Remember, penetration is more important than tissue disruption when it comes to lethality, so expansion becomes the least important feature when selecting a rifle bullet. However, if you are using a cartridge that is accurate, and fully capable of penetrating to the vitals, then choose an expanding bullet to maximize the lethality trio.
In the handgun world, monolithic solids have been labeled "cop killers." Back in the 60's three men Paul Kopsch (coroner), Daniel Turcos (police sergeant), and Donald Ward (special investigator) started experimenting with solid brass projectiles so that Police could shoot "barrier blind" ammunition (same problem the USMC and Army had with M855 and why the USMC adopted Mk318 SOST and the Army M855A1). They eventually settled on a solid brass bullet lubricated by polytetraflourinated ethylene (PTFE) or "Teflon." If someone tells me that KTW stands for "Kevlar Tipped Wadcutter" ever again I may suffer a stroke.
For some reason Hollywood took note of the teflon coating and decided that any bullet coated with teflon was an "armor piercing cop killer" to the point where a normal FMJ bullet sprayed with "teflon" pierces a vest in the movie "Ronin" and Mel Gibson can shoot 9mm bullets through the blade of a bulldozer in one of the "Lethal Weapon" fiascos. Teflon does very little for terminal ballistics, it does a lot to protect the bore of the pistol. Remember how lead was very maleable? Solid brass isn't. Normal cup and core bullets deform easily against the rifling of a steel barrel, solid brass not so much.
|KTW Bullets, truncated cone, PTFE coated brass|
Now, what is the future of monolithic bullets? I don't know, but the most interesting idea has come out of Italy. Compensated bullets.
With a "compensated barrel" a series of holes are drilled perpendicular to the bore which allows gas to escape sideways before the bullet exits the muzzle. This is to reduce muzzle flip and recoil. By drilling a hole in the base of the bullet and other holes perpendicular, the bullet acts as a compensator for a brief amount of time. That the bullets are solid brass instead of lead means they are lighter (less massive) and can therefore be driven at a higher velocities. Going back to our initial set of useful equations, E = .5MxVV or one half mass times velocity squared.

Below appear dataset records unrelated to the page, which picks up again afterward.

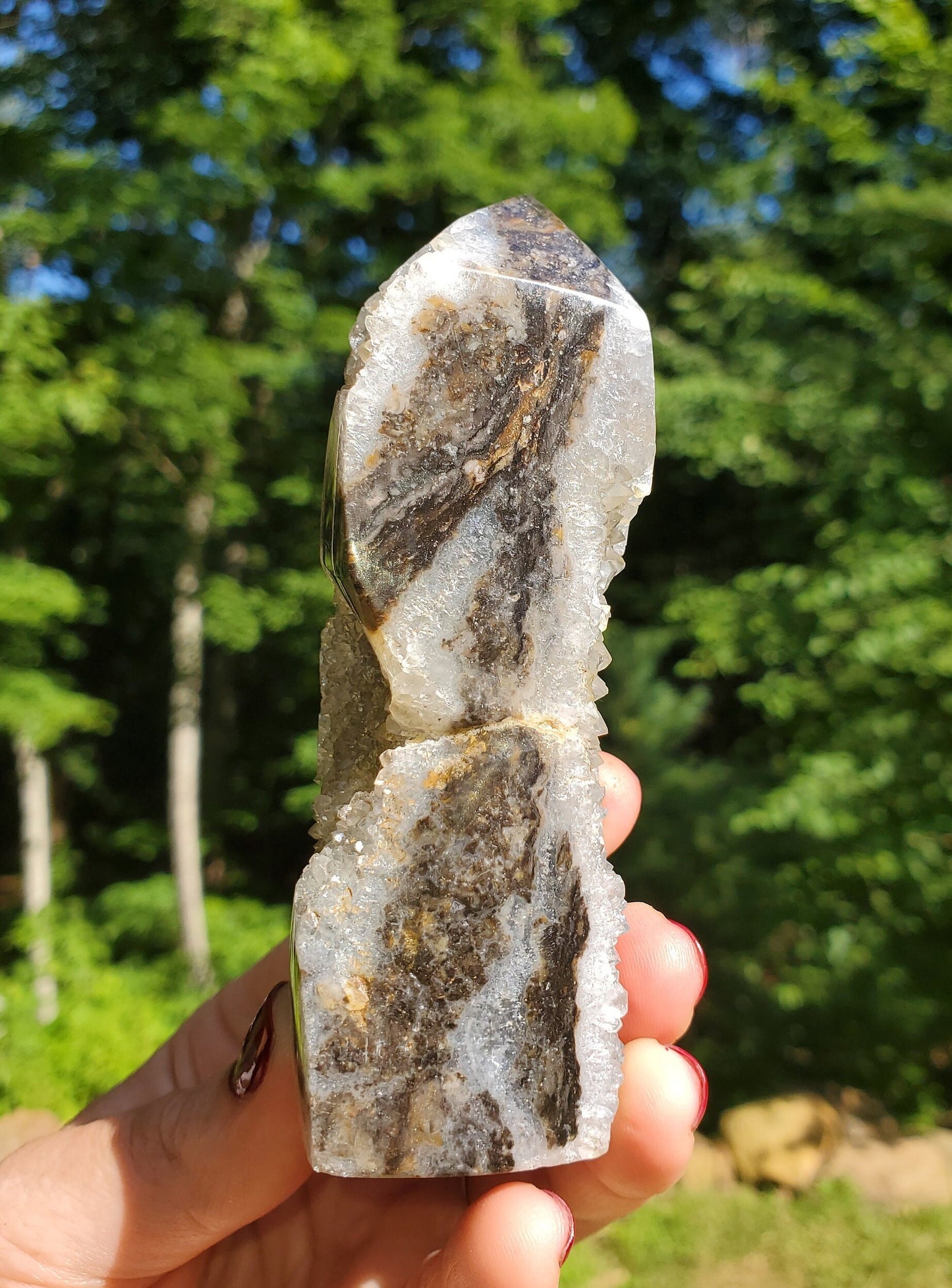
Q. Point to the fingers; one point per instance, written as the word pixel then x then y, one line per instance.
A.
pixel 623 800
pixel 136 1194
pixel 663 970
pixel 661 1099
pixel 516 1234
pixel 210 1037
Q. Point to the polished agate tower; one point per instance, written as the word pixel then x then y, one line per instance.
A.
pixel 455 973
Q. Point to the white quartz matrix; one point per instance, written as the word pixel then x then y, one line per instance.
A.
pixel 455 971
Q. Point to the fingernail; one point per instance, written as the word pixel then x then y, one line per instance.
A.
pixel 701 1083
pixel 252 1065
pixel 569 1221
pixel 701 957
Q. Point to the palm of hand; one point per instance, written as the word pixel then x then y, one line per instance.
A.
pixel 172 1180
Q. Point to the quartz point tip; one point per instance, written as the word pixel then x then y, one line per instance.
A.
pixel 454 964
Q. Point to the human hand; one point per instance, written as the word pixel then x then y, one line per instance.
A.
pixel 172 1179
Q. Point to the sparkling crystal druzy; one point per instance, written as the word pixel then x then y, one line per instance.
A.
pixel 457 990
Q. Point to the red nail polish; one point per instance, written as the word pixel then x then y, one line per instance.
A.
pixel 701 1083
pixel 570 1224
pixel 252 1065
pixel 701 957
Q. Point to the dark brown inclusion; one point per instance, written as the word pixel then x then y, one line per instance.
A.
pixel 543 249
pixel 547 1067
pixel 476 848
pixel 485 420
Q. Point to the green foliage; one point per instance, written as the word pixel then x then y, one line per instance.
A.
pixel 123 990
pixel 829 1238
pixel 808 379
pixel 219 186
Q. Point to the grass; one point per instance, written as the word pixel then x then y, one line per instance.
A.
pixel 744 1238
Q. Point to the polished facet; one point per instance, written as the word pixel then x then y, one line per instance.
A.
pixel 458 1000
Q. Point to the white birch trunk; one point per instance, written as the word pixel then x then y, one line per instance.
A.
pixel 36 858
pixel 184 745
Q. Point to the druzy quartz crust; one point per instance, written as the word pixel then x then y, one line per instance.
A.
pixel 455 974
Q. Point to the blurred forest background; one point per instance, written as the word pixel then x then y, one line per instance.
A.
pixel 196 196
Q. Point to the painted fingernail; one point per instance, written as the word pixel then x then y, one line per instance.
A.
pixel 701 957
pixel 701 1083
pixel 569 1221
pixel 252 1065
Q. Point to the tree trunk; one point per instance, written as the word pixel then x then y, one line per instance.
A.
pixel 36 857
pixel 184 743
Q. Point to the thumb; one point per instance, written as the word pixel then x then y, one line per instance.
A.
pixel 140 1193
pixel 515 1234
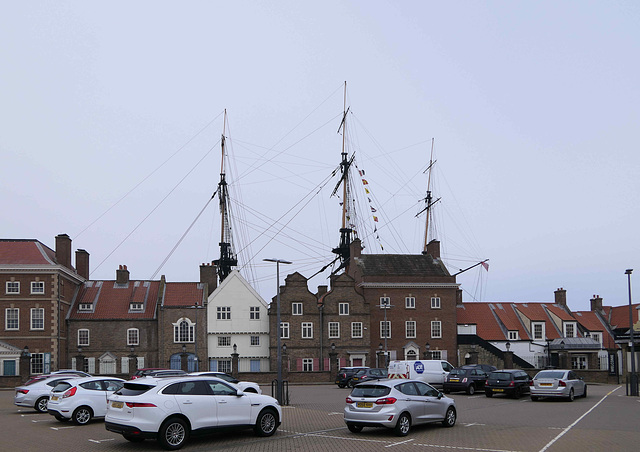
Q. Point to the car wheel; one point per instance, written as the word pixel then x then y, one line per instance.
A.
pixel 82 415
pixel 173 434
pixel 403 426
pixel 41 404
pixel 134 439
pixel 450 417
pixel 266 423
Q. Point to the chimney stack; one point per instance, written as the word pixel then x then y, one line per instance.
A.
pixel 208 275
pixel 82 263
pixel 63 250
pixel 122 275
pixel 596 304
pixel 561 297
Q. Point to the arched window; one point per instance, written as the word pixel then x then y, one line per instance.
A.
pixel 184 330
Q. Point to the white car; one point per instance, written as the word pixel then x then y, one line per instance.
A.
pixel 35 393
pixel 174 408
pixel 246 386
pixel 82 399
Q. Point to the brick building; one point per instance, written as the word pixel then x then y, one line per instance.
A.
pixel 38 285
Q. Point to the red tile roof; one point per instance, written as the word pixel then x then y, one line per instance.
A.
pixel 25 252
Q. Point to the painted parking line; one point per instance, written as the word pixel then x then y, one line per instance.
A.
pixel 560 435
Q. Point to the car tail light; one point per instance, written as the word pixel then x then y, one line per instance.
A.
pixel 140 405
pixel 70 392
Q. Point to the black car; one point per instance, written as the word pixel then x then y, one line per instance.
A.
pixel 345 374
pixel 368 375
pixel 512 382
pixel 466 379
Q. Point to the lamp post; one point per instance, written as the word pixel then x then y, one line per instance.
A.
pixel 634 380
pixel 279 327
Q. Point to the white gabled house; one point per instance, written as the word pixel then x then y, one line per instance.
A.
pixel 237 315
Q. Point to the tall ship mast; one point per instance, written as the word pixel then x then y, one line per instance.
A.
pixel 228 258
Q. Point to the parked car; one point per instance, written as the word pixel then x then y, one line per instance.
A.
pixel 368 375
pixel 512 382
pixel 397 404
pixel 465 379
pixel 246 386
pixel 345 374
pixel 82 399
pixel 173 409
pixel 557 383
pixel 35 392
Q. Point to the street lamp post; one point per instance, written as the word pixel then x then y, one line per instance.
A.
pixel 634 381
pixel 279 330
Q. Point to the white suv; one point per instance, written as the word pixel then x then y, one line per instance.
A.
pixel 171 409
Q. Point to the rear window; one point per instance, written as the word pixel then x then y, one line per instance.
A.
pixel 370 391
pixel 132 389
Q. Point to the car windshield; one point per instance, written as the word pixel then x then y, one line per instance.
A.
pixel 370 391
pixel 500 376
pixel 550 374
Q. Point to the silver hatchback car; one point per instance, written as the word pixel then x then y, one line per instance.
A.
pixel 397 404
pixel 557 383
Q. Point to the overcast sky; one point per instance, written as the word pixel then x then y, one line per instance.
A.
pixel 112 114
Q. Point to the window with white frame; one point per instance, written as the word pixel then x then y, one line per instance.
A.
pixel 436 329
pixel 12 319
pixel 569 329
pixel 184 331
pixel 13 287
pixel 385 328
pixel 307 364
pixel 133 336
pixel 37 318
pixel 334 330
pixel 37 287
pixel 356 330
pixel 284 329
pixel 83 337
pixel 410 328
pixel 307 330
pixel 223 312
pixel 538 330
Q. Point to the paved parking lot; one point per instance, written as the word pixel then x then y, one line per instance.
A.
pixel 606 420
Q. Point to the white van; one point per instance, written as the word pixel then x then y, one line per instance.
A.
pixel 432 371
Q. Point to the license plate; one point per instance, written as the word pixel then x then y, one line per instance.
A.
pixel 364 404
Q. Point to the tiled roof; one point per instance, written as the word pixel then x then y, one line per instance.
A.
pixel 112 301
pixel 25 252
pixel 400 265
pixel 183 294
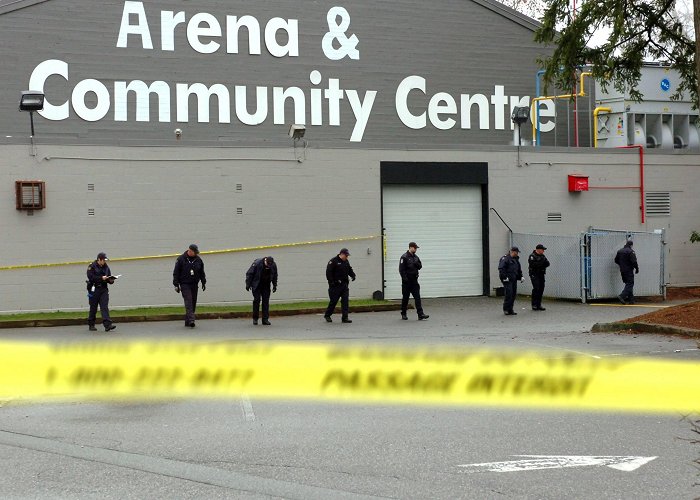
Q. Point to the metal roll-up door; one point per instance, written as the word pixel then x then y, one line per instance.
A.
pixel 446 222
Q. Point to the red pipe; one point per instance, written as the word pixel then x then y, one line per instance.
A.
pixel 641 174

I can see the advantage of using this sort of bullet at relatively close range while retained velocity is high. More controllable rapid fire, and barrier piercing capabilities. I haven't had the chance to play with any of these, but I would like to.
The increase in velocity is key, reducing a 9mm mass from 125 grains to 100 grains will give you an increase in energy if you can add 40% to speed. And since the projectile is brass, it can hold together on impact even with the added force acting on it.
However, the reduced mass gives a reduction in momentum as velocity decreases, so don't expect compensated bullets to be miracles of ballistics.
I expect Hollywood to lead the charge in declaring these bullets (designed by a competitor for competitors) evil incarnate to make the importation even more illegal.
Other materials have been used for solids, such as Tungsten. Tungsten is a good choice because it is denser than brass (ironically it has the density of gold) and is quite hard. It makes such a good penetrator that several nations have stopped using Depleted Uranium (DU) fin stabilized discarding sabot rounds for the 120mm NATO standard main gun on tanks. Tungsten is damn expensive compared to brass though, and ironically the animals don't seem to get any deader for being shot with it.
In terms of defeating ballistic vests, you either need a bullet that will punch through, or enough energy that the bullet design doesn't matter at all. When gun banners talk about banning "armor piercing ammunition" they are really trying to ban all centerfire rifle ammunition, even in Grandpa's 30-30. You can look up the National Institute of Justice body armor standards, NIJ 0101.04 for yourself.